By Mary Reinholz
Volume 80, Number 11 | August 12 – 18, 2010
West and East Village, Chelsea, Soho, Noho, Little Italy, Chinatown and Lower East Side, Since 1933
Stewart appeals; No word from ‘Don’t Worry Murray’
A court-appointed lawyer for disbarred radical attorney Lynne Stewart has appealed the recent increase of Stewart’s sentence from 28 months to 10 years for aiding Islamic terrorism abroad and defrauding the U.S. government. Stewart, 70, has been behind bars since late 2009 at the Metropolitan Correctional Center on Park Row.
Jill Shellow said she had 14 days to file a notice of appeal after the new sentence was imposed by U.S. District Judge John Koeltl on July 15, and noted she did so “early” on July 26. Early last week, Koeltl, who presided at Stewart’s nine-month trial in Foley Square in 2005, filed his decision to re-sentence with the Southern District clerk’s office, she said.
Both filings were sent to a three-member panel of judges on the U.S. Court of Appeals, Second Circuit, which last November upheld Stewart’s 2005 conviction, and ordered her to begin jail time. That same judicial body gave Koeltl a mandate to reconsider his first sentence of Stewart — which one Court of Appeals judge had described as “breathtakingly low” — on charges including smuggling messages from her convicted terrorist client Sheik Omar Abdel-Rahman (a.k.a. “The Blind Sheik”) to his violent followers in Egypt. Two of her co-defendants in the case were also convicted, but not resentenced.
Asked if she believed Koeltl resentenced Stewart to 10 years because he may have feared a reversal on anything lower from the higher court, Shellow, who represented Stewart for the ruling, replied: “He didn’t have to give her 10 years. But there’s no question he was looking over his shoulder.” She disputed Koeltl’s claim at resentencing that Stewart showed a “lack of remorse” in statements to the press by saying she could do 28 months “standing on my head.”
“She was facing a possible 30 years,” said Shellow, claiming Stewart was trying to say of the 28 months, “‘I can handle this.’ She was emotionally and physically exhausted and she’d been given a gift.” Koeltl’s first sentence of 28 months,” she continued, was “cogent and thorough and careful — a paradigm of how to sentence a defendant whose contributions included representing the poor, the disenfranchised and the despised. Very few lawyers give up lucrative careers to represent the poor.”
Several leftist lawyers sympathetic to Stewart expressed pessimism over her chances on appeal, given the Second Circuit’s record on the case. But Ralph Poynter, Stewart’s husband, said in a telephone interview that his wife “wanted to think positively. Maybe she could win even with the Second Circuit judges, although it’s not likely,” he said. “They upheld her conviction. But we have to take that and go forward.”
Poynter said that Stewart, though in jail and expecting to be transferred to a federal lockup in Danbury, Conn., is “hurting, but she’s not defeated and will continue fighting,” even up to the U.S. Supreme Court, if permitted to go that route by the Second Circuit judges should they reject her appeal of the new sentence.
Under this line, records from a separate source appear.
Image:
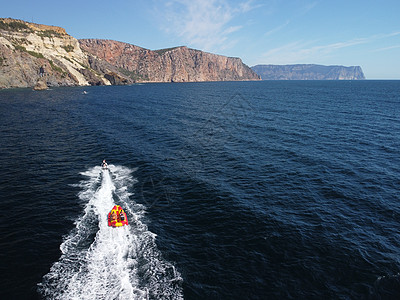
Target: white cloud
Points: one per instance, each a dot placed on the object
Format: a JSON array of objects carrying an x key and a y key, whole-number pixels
[{"x": 204, "y": 24}]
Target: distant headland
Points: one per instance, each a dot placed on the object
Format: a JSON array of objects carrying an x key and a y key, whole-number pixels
[
  {"x": 41, "y": 56},
  {"x": 308, "y": 72}
]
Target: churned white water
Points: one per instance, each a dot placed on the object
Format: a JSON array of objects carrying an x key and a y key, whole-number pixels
[{"x": 102, "y": 262}]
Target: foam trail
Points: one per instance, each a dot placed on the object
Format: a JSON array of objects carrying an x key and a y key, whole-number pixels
[{"x": 101, "y": 262}]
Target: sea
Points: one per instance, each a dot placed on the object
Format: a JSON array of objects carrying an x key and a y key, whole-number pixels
[{"x": 233, "y": 190}]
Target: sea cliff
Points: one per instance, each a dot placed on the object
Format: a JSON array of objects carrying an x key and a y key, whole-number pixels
[
  {"x": 179, "y": 64},
  {"x": 308, "y": 72},
  {"x": 35, "y": 53}
]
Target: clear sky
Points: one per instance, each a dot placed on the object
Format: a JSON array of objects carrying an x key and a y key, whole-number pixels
[{"x": 328, "y": 32}]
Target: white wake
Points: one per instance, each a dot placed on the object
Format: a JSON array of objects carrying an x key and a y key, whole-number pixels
[{"x": 102, "y": 262}]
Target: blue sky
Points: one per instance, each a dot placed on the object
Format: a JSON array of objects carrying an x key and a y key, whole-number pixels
[{"x": 351, "y": 32}]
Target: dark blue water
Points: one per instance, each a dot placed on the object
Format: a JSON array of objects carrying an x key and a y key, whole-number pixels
[{"x": 237, "y": 190}]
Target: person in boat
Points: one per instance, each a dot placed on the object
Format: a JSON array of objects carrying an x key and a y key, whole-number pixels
[
  {"x": 113, "y": 216},
  {"x": 104, "y": 164}
]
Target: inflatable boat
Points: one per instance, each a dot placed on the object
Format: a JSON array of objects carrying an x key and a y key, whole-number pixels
[{"x": 117, "y": 217}]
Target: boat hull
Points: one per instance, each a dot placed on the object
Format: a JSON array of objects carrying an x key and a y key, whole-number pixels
[{"x": 117, "y": 217}]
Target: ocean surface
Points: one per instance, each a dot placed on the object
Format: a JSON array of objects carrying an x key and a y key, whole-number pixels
[{"x": 233, "y": 190}]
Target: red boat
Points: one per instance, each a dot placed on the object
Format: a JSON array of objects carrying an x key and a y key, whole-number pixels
[{"x": 117, "y": 217}]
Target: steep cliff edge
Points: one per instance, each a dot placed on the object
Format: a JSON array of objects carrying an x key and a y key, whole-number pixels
[
  {"x": 34, "y": 53},
  {"x": 308, "y": 72},
  {"x": 179, "y": 64}
]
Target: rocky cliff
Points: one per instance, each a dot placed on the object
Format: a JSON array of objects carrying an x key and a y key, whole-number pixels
[
  {"x": 179, "y": 64},
  {"x": 39, "y": 55},
  {"x": 32, "y": 53},
  {"x": 308, "y": 72}
]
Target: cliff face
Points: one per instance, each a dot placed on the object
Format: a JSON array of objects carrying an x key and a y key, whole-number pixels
[
  {"x": 30, "y": 53},
  {"x": 308, "y": 72},
  {"x": 179, "y": 64},
  {"x": 40, "y": 55}
]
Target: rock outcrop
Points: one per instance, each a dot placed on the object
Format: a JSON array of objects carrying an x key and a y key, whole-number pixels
[
  {"x": 33, "y": 52},
  {"x": 308, "y": 72},
  {"x": 179, "y": 64},
  {"x": 29, "y": 52}
]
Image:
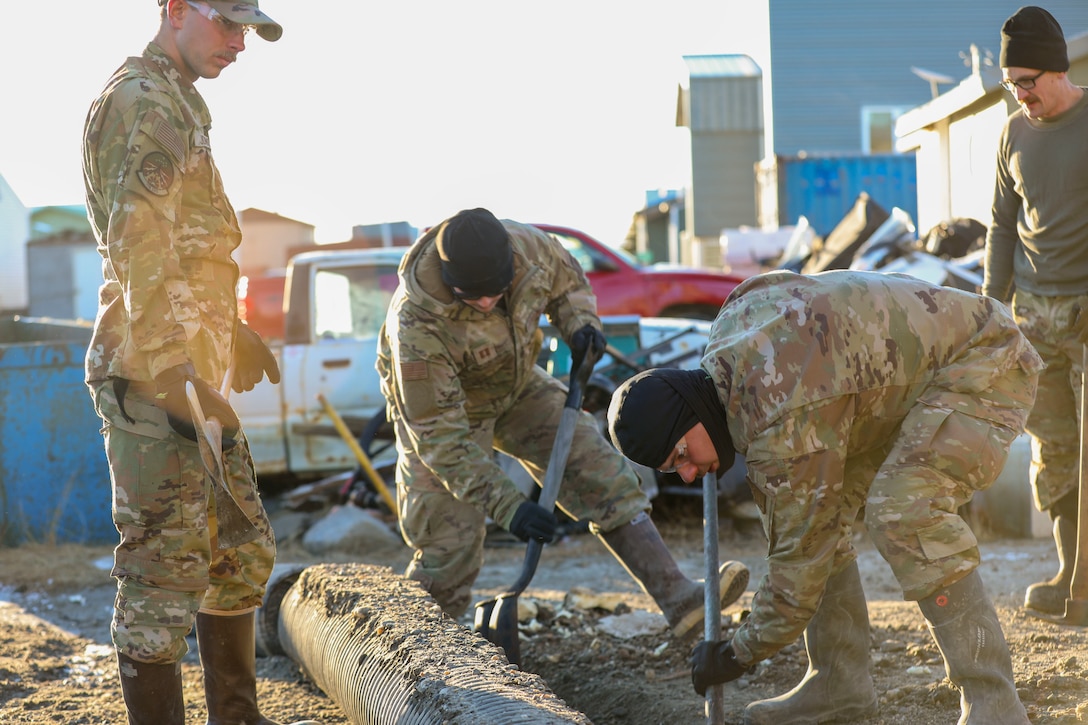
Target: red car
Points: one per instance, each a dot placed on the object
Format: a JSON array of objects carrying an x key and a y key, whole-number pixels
[{"x": 623, "y": 286}]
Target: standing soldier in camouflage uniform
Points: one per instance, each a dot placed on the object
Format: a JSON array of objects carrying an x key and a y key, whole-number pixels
[
  {"x": 1039, "y": 241},
  {"x": 168, "y": 316},
  {"x": 848, "y": 391},
  {"x": 457, "y": 359}
]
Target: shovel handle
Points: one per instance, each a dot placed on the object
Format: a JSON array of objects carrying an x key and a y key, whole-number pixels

In the meantime, Poynter noted he has received calls from a “whole list of people” seeking to represent Stewart on appeal as court-appointed attorneys. But, he said, he hasn’t heard from prominent criminal-defense attorney Murray Richman of the Bronx, a longtime acquaintance and former colleague of Stewart’s known as “Don’t Worry Murray” to a slew of high-profile clients. Poynter described Shellow as “part of the team” that began working on Stewart’s case when she was first defended in 2003 by renowned Washington, D.C., attorney Michael Tigar, lead attorney at her trial.
Tigar left the case after Stewart’s conviction, citing health problems. More recently, two other lawyers for Stewart have left the case, Joshua Dratel and Elizabeth Fink, the latter departing shortly before the resentencing.
Stewart relied on court-appointed lawyers because, Shellow said, “Lynne would have never had the financial resources to defend herself against the U.S. government,” which spent “millions of dollars” prosecuting the case. She noted that a brief for her appeal would likely analyze Stewart’s court testimony and the government’s contention that she committed perjury with an intent to obstruct justice, a charge Tigar denied at trial.
Another issue, Shellow said, is the “lack of harm” that came out of Stewart’s conduct as a lawyer for Abdel-Rahman — particularly her issuing a 2000 press release to Reuters in Cairo announcing to his designated terrorist network, The Islamic Group, that he supported a withdrawal of a cease-fire with the Egyptian government.
“When Lynne made the statement to Reuters, Abel-Rahman had no impact,” Shellow said. “There was no harm, no evidence that the sheik had anywhere near the same influence he had at the time of his trial in 1995.
“Her intent, as she clearly testified, was merely to make his name known,” Shellow explained. “He was languishing incommunicado in prison. It’s sort of like nothing happens if no one hears the trees fall in the forest.”